Passionate passengers

Tai speculates that hundreds of spaceships might be needed to handle passionate passengers from around the world who hunger for space travel.

Beyond the New Mexico spaceport — once the case for safety and turnaround time is made with the SpaceShipTwo system — perhaps semi-permanent facilities, even local municipal airports, could handle space travel operations, Tai suggested.

“It’s clearly a goal of Virgin Galactic of being a spaceline operator, not just for same-point-to-same-point space tourism,” Tai said. “We want to go point-to-point on the planet … with exceptional style and safety.”

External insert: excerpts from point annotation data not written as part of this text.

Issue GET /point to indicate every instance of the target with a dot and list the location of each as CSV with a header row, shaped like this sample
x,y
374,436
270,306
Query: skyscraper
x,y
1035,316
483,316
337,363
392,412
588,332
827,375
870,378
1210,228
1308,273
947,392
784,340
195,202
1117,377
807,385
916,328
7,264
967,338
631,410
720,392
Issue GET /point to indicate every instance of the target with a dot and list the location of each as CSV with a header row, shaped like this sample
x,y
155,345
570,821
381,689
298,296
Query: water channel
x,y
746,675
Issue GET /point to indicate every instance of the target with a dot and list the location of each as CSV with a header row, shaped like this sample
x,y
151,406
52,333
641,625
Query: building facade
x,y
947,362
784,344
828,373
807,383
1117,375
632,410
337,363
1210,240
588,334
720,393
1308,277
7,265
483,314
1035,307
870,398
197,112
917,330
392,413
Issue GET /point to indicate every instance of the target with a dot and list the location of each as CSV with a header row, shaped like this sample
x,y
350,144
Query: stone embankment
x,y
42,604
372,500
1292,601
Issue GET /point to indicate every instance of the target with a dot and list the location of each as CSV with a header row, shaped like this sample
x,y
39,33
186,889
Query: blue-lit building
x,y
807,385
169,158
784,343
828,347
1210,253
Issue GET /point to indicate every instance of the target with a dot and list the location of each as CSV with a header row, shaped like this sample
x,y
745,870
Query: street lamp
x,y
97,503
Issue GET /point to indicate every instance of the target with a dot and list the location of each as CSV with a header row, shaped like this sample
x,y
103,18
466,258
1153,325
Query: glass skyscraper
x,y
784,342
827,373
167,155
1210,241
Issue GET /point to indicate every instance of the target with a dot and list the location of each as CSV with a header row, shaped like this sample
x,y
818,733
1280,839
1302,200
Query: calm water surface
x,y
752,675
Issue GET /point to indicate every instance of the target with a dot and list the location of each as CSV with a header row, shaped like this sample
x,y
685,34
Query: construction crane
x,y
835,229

Getting cheap access to low Earth orbit, Tai continued, will be leveraged from the ability to globally hop about. “That’s where the real market is. It will be done off the back of point-to-point … not off going straight to low Earth orbit.”

With that technology in hand, it is onward to orbital destinations, space hotel stopovers, and to the Moon and beyond, Tai said. “That’s the big step, to break free of the surly bonds of Earth.”